Completing the Immunological Fingerprint by Refractory Proteins: Autoantibody Screening via an Improved Immunoblotting Technique

Purpose Identifying autoantigens of serological autoantibodies requires expensive methods, such as protein microarrays or IP+MS. Thus, sera are commonly pre‐screened for interesting immunopatterns via immunocytochemistry/immunohistochemistry. However, distinguishing immunopatterns can be difficult and intracellular antigens are less accessible. Therefore, a simple and cheap immunoblot screening able to distinguish immunopatterns and to detect refractory proteins is presented. Experimental Design Five steps of immunoblotting‐based autoantigen screening are revised: (1) choice of protein source, (2) protein extraction, (3) protein separation, (4) protein transfer, (5) antigen detection.

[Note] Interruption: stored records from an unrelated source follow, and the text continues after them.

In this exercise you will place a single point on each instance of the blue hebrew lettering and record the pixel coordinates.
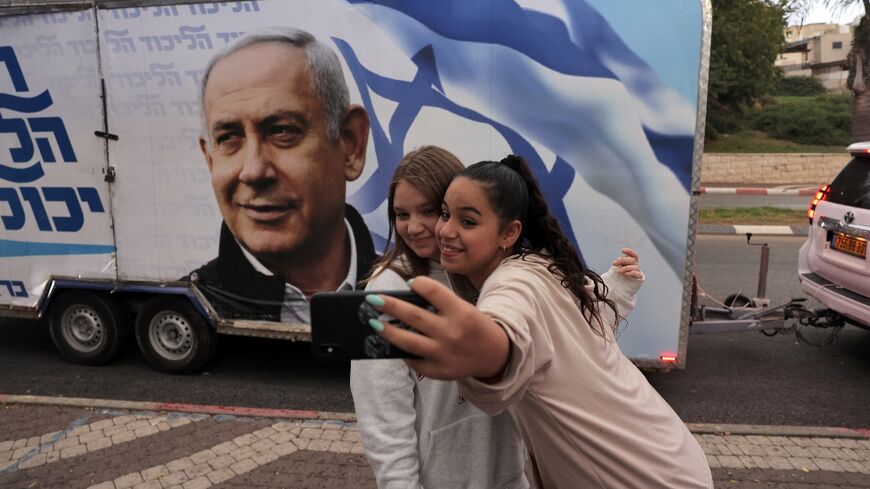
(31, 195)
(198, 38)
(204, 9)
(246, 6)
(120, 41)
(55, 126)
(21, 291)
(49, 46)
(170, 11)
(76, 219)
(21, 154)
(90, 196)
(7, 56)
(164, 74)
(127, 13)
(15, 221)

Thereafter, 52 patients' sera with chronic inflammatory demyelinating polyneuropathy (CIDP) and 45 controls were screened. Results The protein source impacts the detected antigen set. Steps 2‐4 can be adapted for refractory proteins. Furthermore, longitudinal cutting of protein lanes saves ≥75% of time and material and allows for exact comparison of band patterns. As the latter are individually specific and temporarily constant, we call them “immunological fingerprints”. In a proof‐of‐principle, a 155 kDa immunoband was detected with two anti‐neurofascin‐155‐positive CIDP sera and two further immunobands (120/220 kDa) specific to a subgroup of 3‐6 of 52 CIDP patients. Conclusions and Clinical Relevance Adapted immunoblotting is a cheap and simple method for accurate serum screening including refractory and intracellular antigens.